De l'heureuse nature de la dette publique



   Pour un particulier, les effets de l'endettement sont divers, ils peuvent le conduire à la ruine, parfois à la fortune ( "qui ne paye pas ses dettes s'enrichit", dit la sagesse des Nations ) ou encore, s'il entre dans la catégorie privilégiée des surendettés estampillés officiellement, à une nette amélioration de son niveau de vie.
   Pour un chef d'Etat, la situation est assez différente. D'abord, il a eu la prudence de ne pas emprunter personnellement les tas de milliards dont il a besoin pour les distribuer à des électeurs qu'il espère reconnaissants, évitant ainsi tout risque d'aplatissement de son propre porte-monnaie, non, il a emprunté au nom de l'Etat, ou de toute autre entité qui ne proteste pas quand on la charge d'un quelconque fardeau.
   Cependant, le chef de l'Etat peut se trouver aujourd'hui face à une difficulté : plein de voix médiatiques ( chercheurs, experts, lauréats du concours Lépine) s'élèvent pour dire que cette dette-de-l'Etat est dangereuse, porteuse de cataclysmes ( non précisés ), et ainsi, murmurent conseillers et coaches, entraîner une baisse de la popularité présidentielle dans les sondages de Hot Video, Voici et Le Berrichon libéré.

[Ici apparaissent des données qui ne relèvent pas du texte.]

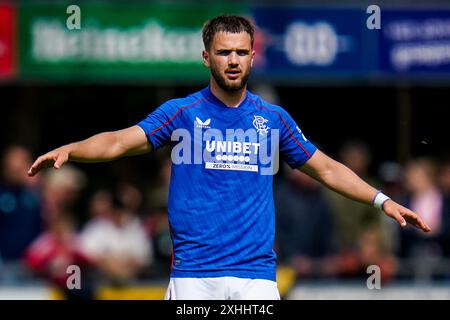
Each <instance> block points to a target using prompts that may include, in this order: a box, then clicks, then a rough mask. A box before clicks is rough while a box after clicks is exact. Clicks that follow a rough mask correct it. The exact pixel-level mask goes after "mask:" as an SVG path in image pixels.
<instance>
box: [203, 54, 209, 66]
mask: <svg viewBox="0 0 450 320" xmlns="http://www.w3.org/2000/svg"><path fill="white" fill-rule="evenodd" d="M202 58H203V64H204V65H205V67H207V68H209V66H210V65H209V53H208V51H206V50H203V51H202Z"/></svg>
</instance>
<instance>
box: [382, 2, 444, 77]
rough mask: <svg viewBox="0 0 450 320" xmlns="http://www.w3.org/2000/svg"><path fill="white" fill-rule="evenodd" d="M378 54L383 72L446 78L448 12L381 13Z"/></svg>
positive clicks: (412, 12) (432, 10) (426, 11)
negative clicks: (379, 38)
mask: <svg viewBox="0 0 450 320" xmlns="http://www.w3.org/2000/svg"><path fill="white" fill-rule="evenodd" d="M379 54H380V57H379V59H380V69H381V71H383V72H385V73H394V74H405V75H409V74H411V75H412V74H418V75H430V76H431V75H439V76H440V75H449V74H450V9H440V10H420V11H419V10H388V11H386V12H383V14H382V29H381V34H380V52H379Z"/></svg>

   Le chef de l'Etat réagit, et annonce une baisse (en gros caractères dans les medias amis) de l'augmentation ( en tout petits petits caractères) du niveau de ladite dette.

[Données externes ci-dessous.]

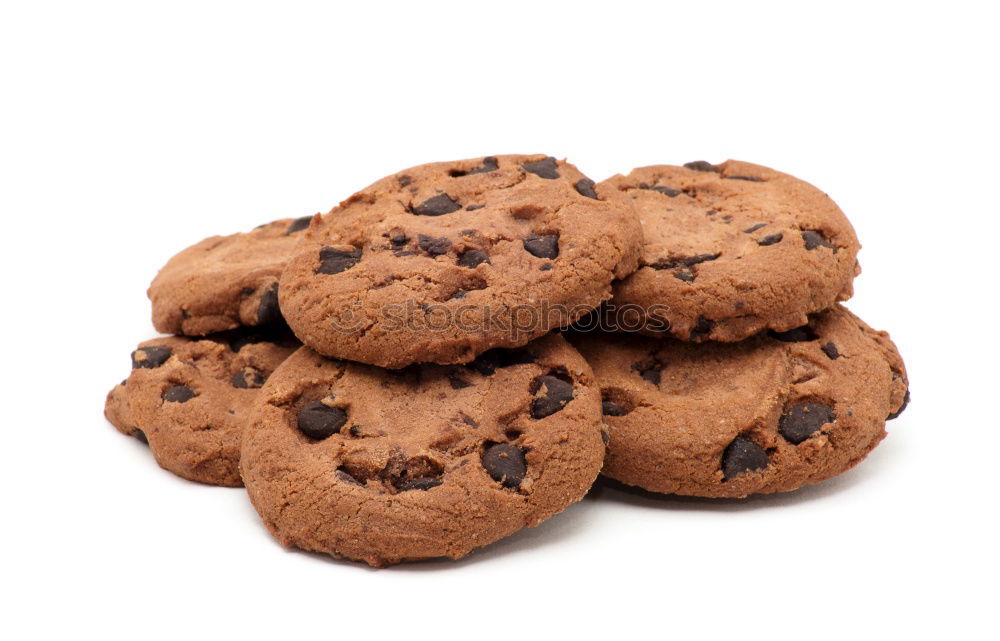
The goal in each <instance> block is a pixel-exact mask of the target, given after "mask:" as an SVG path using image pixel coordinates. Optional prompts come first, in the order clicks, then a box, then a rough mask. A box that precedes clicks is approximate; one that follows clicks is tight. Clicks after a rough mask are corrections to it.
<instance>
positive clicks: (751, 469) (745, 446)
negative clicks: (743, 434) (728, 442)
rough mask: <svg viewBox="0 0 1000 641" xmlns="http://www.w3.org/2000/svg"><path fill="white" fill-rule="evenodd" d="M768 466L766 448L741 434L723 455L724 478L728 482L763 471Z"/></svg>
mask: <svg viewBox="0 0 1000 641" xmlns="http://www.w3.org/2000/svg"><path fill="white" fill-rule="evenodd" d="M767 464H768V459H767V452H765V451H764V448H762V447H761V446H760V445H757V444H756V443H754V442H753V441H752V440H750V437H748V436H744V435H742V434H740V435H739V436H737V437H736V438H734V439H733V442H732V443H730V444H729V445H727V446H726V450H725V451H724V452H723V453H722V476H723V477H724V478H725V479H726V480H727V481H728V480H730V479H732V478H735V477H737V476H739V475H740V474H743V473H744V472H751V471H753V470H762V469H764V468H765V467H767Z"/></svg>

   Mais, se demande l'observateur attentif à la réalité des choses, cette dette, dont personne ne se souciait alors qu'elle était déjà coquette, est-elle véritablement porteuse d'un avenir fâcheux?

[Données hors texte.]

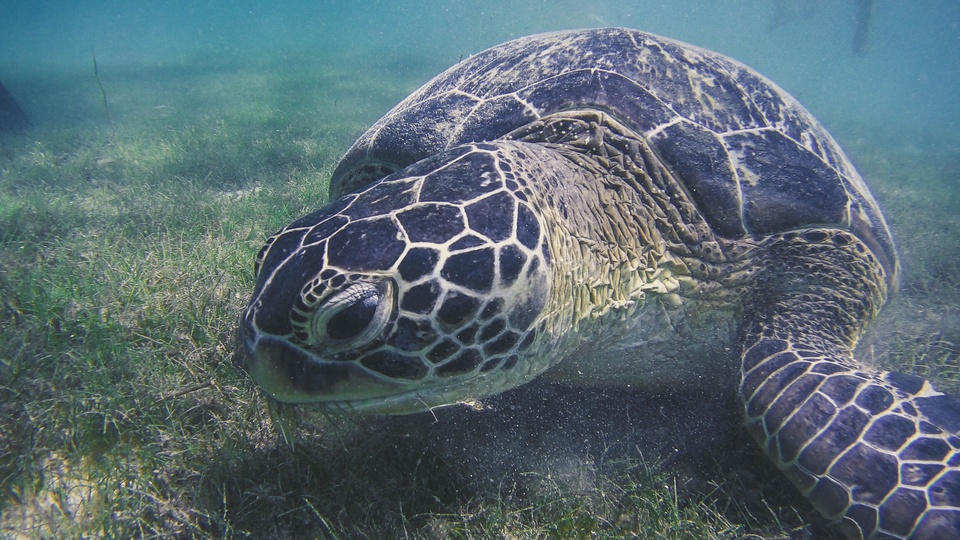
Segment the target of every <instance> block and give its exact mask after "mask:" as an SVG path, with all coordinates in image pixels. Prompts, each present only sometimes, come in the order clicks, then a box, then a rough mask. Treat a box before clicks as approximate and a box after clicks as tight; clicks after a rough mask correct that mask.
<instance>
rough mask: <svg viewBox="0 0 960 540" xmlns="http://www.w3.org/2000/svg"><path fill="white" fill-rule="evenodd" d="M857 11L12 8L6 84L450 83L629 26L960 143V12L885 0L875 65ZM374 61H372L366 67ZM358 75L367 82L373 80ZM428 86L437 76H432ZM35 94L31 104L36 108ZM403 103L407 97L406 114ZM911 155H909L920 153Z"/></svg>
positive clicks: (549, 2)
mask: <svg viewBox="0 0 960 540" xmlns="http://www.w3.org/2000/svg"><path fill="white" fill-rule="evenodd" d="M855 11H856V8H855V2H854V1H853V0H849V1H848V0H829V1H827V0H821V1H816V0H781V1H776V2H775V1H772V0H752V1H736V2H735V1H725V2H716V1H713V0H699V1H698V0H682V1H677V0H660V1H651V0H647V1H638V0H631V1H619V2H618V1H607V0H600V1H594V2H589V3H588V2H583V1H582V0H559V1H534V0H522V1H516V0H497V1H487V2H466V1H455V0H447V1H436V0H426V1H425V0H402V1H386V0H379V1H366V2H346V1H313V0H280V1H269V2H268V1H255V0H234V1H227V0H220V1H204V2H196V1H194V0H175V1H163V2H148V1H131V0H99V1H97V0H90V1H75V2H66V1H61V0H4V1H3V2H2V3H0V81H12V82H7V85H8V87H10V90H11V91H12V92H14V94H18V91H20V96H19V98H20V100H21V101H22V102H23V106H24V108H25V109H27V111H28V113H29V112H30V109H31V108H32V107H35V108H42V107H41V104H36V103H34V102H32V101H31V97H30V95H29V94H30V93H31V92H30V89H27V88H18V86H17V84H16V82H17V81H18V77H19V76H22V75H23V74H29V73H31V72H33V71H36V70H51V71H56V70H61V71H64V70H72V69H75V70H78V72H79V71H80V70H84V73H87V74H88V72H89V66H90V64H91V54H92V52H95V54H96V57H97V61H98V63H99V66H100V68H101V69H102V70H109V69H112V68H119V67H130V66H142V67H144V68H146V69H150V68H158V67H163V66H165V65H168V64H173V63H176V64H178V65H181V66H182V65H183V64H184V63H189V62H191V61H192V60H193V59H201V58H205V57H212V56H218V55H219V56H231V57H233V58H235V59H241V60H242V59H244V58H258V59H263V58H265V57H267V58H269V57H270V56H271V55H275V56H276V58H278V59H279V58H283V57H284V55H290V54H292V55H312V54H315V55H336V54H337V53H339V52H341V51H350V50H361V51H368V55H367V56H366V57H365V58H368V59H370V61H371V62H372V61H375V60H376V55H377V51H383V52H384V53H387V52H390V53H392V54H396V53H398V52H400V53H402V54H403V56H404V57H407V58H416V59H420V60H421V61H422V62H424V63H427V64H428V65H430V66H431V69H433V67H432V66H436V69H440V68H442V67H444V66H447V65H450V64H452V63H455V62H456V61H457V60H458V59H459V58H460V57H461V56H464V55H468V54H471V53H473V52H477V51H479V50H481V49H483V48H486V47H488V46H491V45H495V44H497V43H499V42H501V41H505V40H508V39H511V38H514V37H518V36H521V35H525V34H531V33H536V32H543V31H548V30H557V29H564V28H576V27H587V26H628V27H633V28H638V29H642V30H646V31H651V32H654V33H659V34H662V35H666V36H670V37H673V38H677V39H681V40H684V41H688V42H691V43H695V44H697V45H700V46H703V47H706V48H710V49H714V50H718V51H720V52H723V53H726V54H728V55H730V56H733V57H735V58H737V59H739V60H741V61H743V62H745V63H747V64H749V65H751V66H752V67H754V68H756V69H758V70H759V71H761V72H762V73H764V74H765V75H767V76H768V77H770V78H771V79H773V80H774V81H776V82H777V83H778V84H779V85H781V86H782V87H784V88H785V89H787V90H788V91H789V92H791V93H792V94H794V95H795V96H796V97H797V98H799V99H800V101H801V102H802V103H804V105H806V106H807V107H808V108H809V109H810V110H811V111H812V112H814V114H815V115H816V116H818V117H819V118H820V119H821V121H823V122H824V123H825V124H826V125H827V127H828V128H829V129H831V130H835V129H839V130H842V129H844V128H845V127H846V126H850V125H855V126H859V127H861V128H862V127H865V128H866V129H872V127H873V126H882V127H883V128H885V129H887V130H888V131H891V132H893V133H900V132H902V133H904V134H905V135H904V137H906V138H916V137H918V136H921V135H935V136H936V137H947V138H949V139H954V140H955V139H956V138H957V137H958V135H957V134H958V133H960V129H958V128H960V98H958V95H960V2H957V1H956V0H938V1H933V0H929V1H923V2H915V1H907V0H878V1H877V2H876V3H875V5H874V7H873V15H872V18H871V21H870V34H869V41H868V45H867V52H866V54H865V55H856V54H854V51H853V47H852V41H853V35H854V29H855V21H854V19H855ZM361 58H363V57H361ZM354 67H355V70H354V73H355V74H356V75H355V76H357V77H363V75H364V66H363V63H362V62H360V63H358V64H356V65H355V66H354ZM425 76H426V75H425ZM23 94H27V95H23ZM401 97H402V96H401V95H398V96H396V99H400V98H401ZM908 142H909V141H905V143H908Z"/></svg>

    Voyons d'abord la nature d'une dette, qui se caractérise par deux élèments essentiels : son échéance (la date à laquelle il faut rendre les sous au créancier) et son taux ( le nombre de sous à verser chaque année au créancier et nommés intérêts).
    On a vite compris qu'une dette dont l'échéance tombe demain alors que vos caisses sont vides empêche plus de dormir qu'une dette dont l'échéance arrivera en l'an 2040, d'où cette règle : toute dette dont l'échéance est postérieure au jour où un politicien pense se retirer de la vie publique ( et de toute vie sur cette terre) n'est pas un souci – et, heureusement, on trouve aujourd'hui des emprunts à échéance de... cinquante ans.
   Quant à son taux, il est très variable selon les circonstances, mais dernièrement, les chefs-d'Etat ont trouvé à emprunter à des taux négatifs ( pratiqués par des institutions dépendant de divers Etats ) , ce qui signifie que le débiteur touche des sous de son créancier au lieu de lui en verser.
   Je résume : pour connaître ce qu'est réellement une dette globale, il faut pouvoir étudier chacun des emprunts la constituant et les classer par date d'échéance ( comme pratiqué dans les bilans des entreprises, mais ce dont les politiciens omettent d'informer les citoyens), avec les montants annuels d'intérêts à verser.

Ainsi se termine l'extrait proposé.